Go see them before they're all gone.
When gearheads think Cuba, the first image is of a classic American car from the 1950s cruising down the street. For the most part this idea is accurate as Cuba is crammed full of classics. You can't throw a rock down a street in Havana without hitting one. I would know as I visited the island for 17 days back in August 2015. The United States and Cuba are currently thawing relations. A deal was just struck that restores commercial airline service between the two countries. Previously only pricey charter flights flew to the island.
Travel restrictions being eased doesn't mean the embargo will fall anytime soon. It also doesn't mean Cuba's awful economy will suddenly start to surge. However, all of this seems to point to a future where Cubans have more access to good, such as cars. When this happens, what will become of the classic cars that dot the roadways? I think they'll become rarer, or "extinct," to put it harshly. I also don't think this is a bad thing. Gearheads right now are howling. A world where Chevy Bel Airs are still used as daily drivers sounds like paradise, right? It is if you're only spectating that world. For the Cubans behind the wheel it has to suck. Makeshift replacement parts are common and maintenance happens in the street, not the shop or your garage.

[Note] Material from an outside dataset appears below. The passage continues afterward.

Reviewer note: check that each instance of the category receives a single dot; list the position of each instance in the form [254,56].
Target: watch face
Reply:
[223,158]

Maintaining a car over 50 years old with limited access to spare parts isn't easy. Keep in mind that a minute percentage of these vehicles are "Sunday cars." Owning a car in Cuba is a big deal and a great way to get into the tourist economy where real money is made. Also, think about how hard it is to be behind the wheel of a car so old day in and day out. It's hot as hell in Cuba and air conditioning in these cars is about as common a sight as the American flag. These vehicles also aren't very comfortable or safe either. Luckily you never need to remember to buckle up as that choice is often made for you. Yeah, they look badass but even that exterior upkeep requires MacGyvering and money.
Of course some of these cars will stay on the road out of necessity, their owners unable to afford anything newer. I believe many more will stay on the road simply out of pride. Maintaining a car for decades when your country has faced such hard times is no easy task and that doesn't go unnoticed by Cubans. This fact shouldn't go unnoticed by tourists either. If anything we should celebrate the people driving these cars, not the cars themselves. But I digress. A cheap Indian or Chinese car isn't at the top of any American's list but these cars could flood Cuba and would be big upgrades over the classic cars currently on the road today. They would be safer, more fuel efficient and easier to repair, provided replacement parts followed these new cars to the island.
The Cuban government would have to change its ridiculous system for selling cars but even a Tata Indica marked up to $20,000 (it goes for about $6,800 in India) would be a steal compared to country's current rates for a new car. Cuba is a country stuck in a time capsule and that makes it an astonishing place to visit. It also makes it a hard place to live. South Korean econo boxes aren't as charming or easy on the eyes as classic American cars but if they make life easier for Cubans I say let them come.